Linux (Ubuntu) Setup

Without a doubt, Python 3 is the future of Python, and thus we will use Python 3 with TensorFlow. While I summarize the instructions to install TensorFlow with Python 3 here, the official TensorFlow documentation should always provide up-to-date and comprehensive instructions for installation as well. If you run into any installation problems, please file a bug here. Note that Ubuntu is the only officially supported Linux distribution for TensorFlow, but with a bit of effort TensorFlow can likely be installed on other distributions as well.

Optional: Install GPU Support

On Linux TensorFlow has the ability to run your machine learning models on a GPU, which can make computation significantly faster. However, the speed difference is negligible until we start building extremely large models with massive amounts of data. So if you have a supported GPU, you could choose to install GPU support now, or just wait until later. To see if your GPU is supported and instructions for installing GPU support, see here.

Installing Pip and Virtualenv

First, we need to install pip, and virtualenv. This should be easy using apt-get:

sudo apt-get install python3-pip python3-dev python-virtualenv

Installing TensorFlow and friends

Virtualenv is an extremely easy and convenient way to install Python packages in a local and contained manner. The recommended way to install TensorFlow is by using virtualenv, since this ensures that the installation will be self-contained, and will not affect the rest of your system. Now, we need to create a new virtualenv:

# In this command, ~/tensorflow is the destination directory where the virtualenv will be created.
# You can choose a different location if you prefer, but the rest of the installation tutorial will assume ~/tensorflow
python3 -m venv --system-site-packages ~/tensorflow

Then, we need to activate the virtualenv so we can install things inside it:

  • If you are using bash, sh, ksh, zsh:
source ~/tensorflow/bin/activate
  • If you are using csh, tcsh:
source ~/tensorflow/bin/activate.csh
  • If you are cool and use fish:
source ~/tensorflow/bin/

After activating the virtualenv, your command prompt should change to look like: (tensorflow)$. At this point, we are finally ready to install TensorFlow:

pip3 install --upgrade tensorflow # If installing WITHOUT GPU support
pip3 install --upgrade tensorflow-gpu # If installing WITH GPU support

In addition, we also install a few other Python packages that are useful for machine learning:

pip3 install --upgrade numpy # Used for linear algebra. Essential for using TensorFlow
pip3 install --upgrade matplotlib # Used for plotting data, which is very useful for machine learning
pip3 install --upgrade pandas # Used for loading data sets

Once everything is installed, you can exit the virtualenv using the command deactivate.

Testing the installation

Let's just quickly test the installation, to verify everything is installed and ready to go! If it isn't currently activated, activate your virtualenv with the appropriate activate command from above. Then, run the python command, and type the following code into Python:

import tensorflow as tf
import numpy as np
import pandas
import matplotlib.pyplot as plt
hello = tf.constant('Hello, TensorFlow!')
sess = tf.Session()

If everything is installed correctly, you should see the output:

Hello, TensorFlow!

If the above test produces errors, please see this list of common TensorFlow installation problems or Google it, and file a bug here.

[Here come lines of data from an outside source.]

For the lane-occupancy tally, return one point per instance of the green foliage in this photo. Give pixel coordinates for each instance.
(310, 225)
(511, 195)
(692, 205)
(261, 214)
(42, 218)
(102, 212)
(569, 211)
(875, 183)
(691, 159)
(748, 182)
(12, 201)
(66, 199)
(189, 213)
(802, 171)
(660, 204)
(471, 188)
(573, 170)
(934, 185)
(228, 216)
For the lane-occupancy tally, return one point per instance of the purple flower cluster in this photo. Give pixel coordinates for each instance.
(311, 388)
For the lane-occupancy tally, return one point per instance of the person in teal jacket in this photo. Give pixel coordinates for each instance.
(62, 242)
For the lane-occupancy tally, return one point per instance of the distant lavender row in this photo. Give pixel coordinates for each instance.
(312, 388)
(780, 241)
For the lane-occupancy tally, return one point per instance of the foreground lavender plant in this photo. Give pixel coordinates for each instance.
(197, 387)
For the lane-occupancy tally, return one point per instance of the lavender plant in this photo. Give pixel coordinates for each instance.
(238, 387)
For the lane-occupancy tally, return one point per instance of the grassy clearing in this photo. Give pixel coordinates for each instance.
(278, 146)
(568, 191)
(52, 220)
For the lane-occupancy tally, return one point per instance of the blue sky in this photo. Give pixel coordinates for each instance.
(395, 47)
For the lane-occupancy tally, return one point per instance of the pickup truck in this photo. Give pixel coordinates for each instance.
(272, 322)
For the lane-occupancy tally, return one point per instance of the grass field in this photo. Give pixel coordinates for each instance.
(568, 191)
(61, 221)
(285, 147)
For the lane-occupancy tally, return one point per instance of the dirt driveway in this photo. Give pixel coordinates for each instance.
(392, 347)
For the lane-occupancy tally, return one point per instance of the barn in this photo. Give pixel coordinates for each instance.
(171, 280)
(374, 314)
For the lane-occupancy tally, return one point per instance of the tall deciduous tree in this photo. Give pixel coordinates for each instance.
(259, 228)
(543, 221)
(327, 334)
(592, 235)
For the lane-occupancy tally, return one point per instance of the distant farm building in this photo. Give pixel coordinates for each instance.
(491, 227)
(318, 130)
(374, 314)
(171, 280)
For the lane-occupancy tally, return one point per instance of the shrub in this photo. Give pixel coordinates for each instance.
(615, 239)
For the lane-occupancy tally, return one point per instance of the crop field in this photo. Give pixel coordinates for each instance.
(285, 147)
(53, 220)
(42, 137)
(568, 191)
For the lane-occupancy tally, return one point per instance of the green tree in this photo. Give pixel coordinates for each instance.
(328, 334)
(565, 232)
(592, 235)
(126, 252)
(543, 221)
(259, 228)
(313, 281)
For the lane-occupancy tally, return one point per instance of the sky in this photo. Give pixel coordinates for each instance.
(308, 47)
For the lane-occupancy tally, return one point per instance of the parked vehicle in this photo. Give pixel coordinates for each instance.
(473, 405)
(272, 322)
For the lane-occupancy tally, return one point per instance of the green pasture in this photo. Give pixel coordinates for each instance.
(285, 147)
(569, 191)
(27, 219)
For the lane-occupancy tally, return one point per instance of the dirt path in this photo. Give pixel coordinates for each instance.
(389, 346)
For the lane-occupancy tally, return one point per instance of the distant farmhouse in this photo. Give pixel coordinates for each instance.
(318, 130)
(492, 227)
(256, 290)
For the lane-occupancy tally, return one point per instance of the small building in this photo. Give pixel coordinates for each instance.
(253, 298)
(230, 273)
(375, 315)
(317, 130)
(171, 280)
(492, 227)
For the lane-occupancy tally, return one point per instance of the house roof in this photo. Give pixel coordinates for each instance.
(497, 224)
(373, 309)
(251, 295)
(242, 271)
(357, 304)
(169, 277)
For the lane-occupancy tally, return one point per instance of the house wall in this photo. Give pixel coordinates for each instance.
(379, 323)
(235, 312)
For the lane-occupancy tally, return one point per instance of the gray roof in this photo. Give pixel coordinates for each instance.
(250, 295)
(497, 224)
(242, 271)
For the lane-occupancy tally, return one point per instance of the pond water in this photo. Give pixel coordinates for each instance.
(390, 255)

Optional: Installing an IDE

At this point, everything we need for writing TensorFlow code is installed. We can write our Python code in a text editor of our choice, and run it using python from terminal. In the future I won't assume use of an IDE specifically, but rather assume that you can create new Python files and run them, either from terminal or an IDE. However, some people may prefer using an IDE, which can reduce the time spent in terminal, and help provide better syntax and semantic checking of Python code. Personally, I use and recommend PyCharm, which you can download for free here. I won't provide specific installation instructions, but I found it very easy to install and configure to use the ~/tensorflow virtualenv.